I was most thrilled to finish Justin Cronin’s The Twelve as I’d read the first fifteen pages or so back in April and didn’t pick it up again until just before New Year’s Eve! It’s the longest book I’ve read this year, weighing-in at 693 pages in the eBook version that I have.
My favorite book of the month was definitely The Sherlockian and it has inspired me to start re-reading Sir Arthur Conan Doyle’s original stories (I read an anthology of Holmes pastiches last year so the seed was probably planted then). When I was in my teens and early twenties,, I read perhaps 70 percent of The Canon and even had a nice set of leather-bound volumes printed in the 1920’s. I’ve already re-read the first Holmes novel, A Study In Scarlet, and plan to continue in chronological order by date of publication.
The most surprising books I read in January were the two Neil Gaiman titles. Both were absolutely delightful. I haven’t read many of his books but I have a few high in my TBR list (American Gods will probably be next).

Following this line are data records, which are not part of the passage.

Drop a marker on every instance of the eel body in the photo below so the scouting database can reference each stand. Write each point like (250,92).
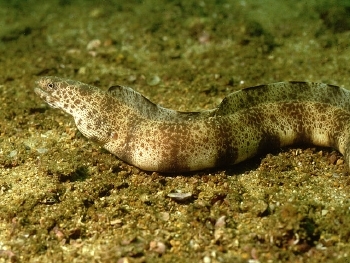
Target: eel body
(247,122)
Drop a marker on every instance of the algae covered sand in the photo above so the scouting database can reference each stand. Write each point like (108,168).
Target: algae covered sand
(65,199)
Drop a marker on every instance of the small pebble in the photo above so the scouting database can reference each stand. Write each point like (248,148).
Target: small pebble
(180,196)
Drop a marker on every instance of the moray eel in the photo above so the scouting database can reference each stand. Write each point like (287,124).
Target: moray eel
(247,122)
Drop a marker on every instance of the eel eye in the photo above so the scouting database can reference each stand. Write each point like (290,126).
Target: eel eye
(51,85)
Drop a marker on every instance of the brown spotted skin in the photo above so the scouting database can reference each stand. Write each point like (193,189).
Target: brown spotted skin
(247,122)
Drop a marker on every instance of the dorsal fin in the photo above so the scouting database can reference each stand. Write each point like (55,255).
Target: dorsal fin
(137,101)
(132,98)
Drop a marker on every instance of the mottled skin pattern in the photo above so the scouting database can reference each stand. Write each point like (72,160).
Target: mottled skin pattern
(247,122)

I’ve been reading more history books in the past few months. I picked up the book about Ellis Island due to one of my language classes here in Thailand. I started teaching an Advanced-level course at the beginning of the year and the first unit in the textbook dealt with immigration and included several eyewitness accounts of Ellis Island. A few of the details I found in Cannato’s book enriched the various lessons during that unit and I certainly learned quite a bit as well. I believe my father’s father arrived via Ellis Island and it would be nice to research that bit of our family’s history.
I became rather bored with The Battle For Christmas about midway through but I stuck with it until the end. There is a lot of detail in there which, I feel, could be made more readable and interesting. I do want to learn more about the history of how this holiday is celebrated in different countries as the subject makes for interesting discussion material in the teachers’ room!
While I am enjoying reading Lawrence Block’s series featuring alcoholic PI Matthew Scudder (in publication order), I took a little break towards the end of January when I started reading Bangkok Rules, the debut novel by Thai-based former PI Harlan Wolff. While the ending left a bit to be desired (the ears! the ears!), it was great to finally read a well-written mystery set in the Land of Smiles. Yes, there are many but it’s been a while since one struck me like this one did. Perhaps the last one I’d read was A Nail Through The Heart by Timothy Hallinan. For some unknown reason, I never sought out his other mysteries in the Poke Rafferty series but have now remedied that having just started The Fourth Watcher. I’m also going to start buying the many Christopher G. Moore Bangkok-based books as they are highly regarded. (Perhaps I’ll buy one a month, but first I want to buy the most-recent books by Lawrence Block, Christine Barber, and Anne Hillerman…)
I haven’t joined any reading challenges this year, mainly due to the requirement that you need to write the occasional book review. One of my “resolutions” for 2014 was to write at least one review per month but I just can’t seem to do it. Maybe next month?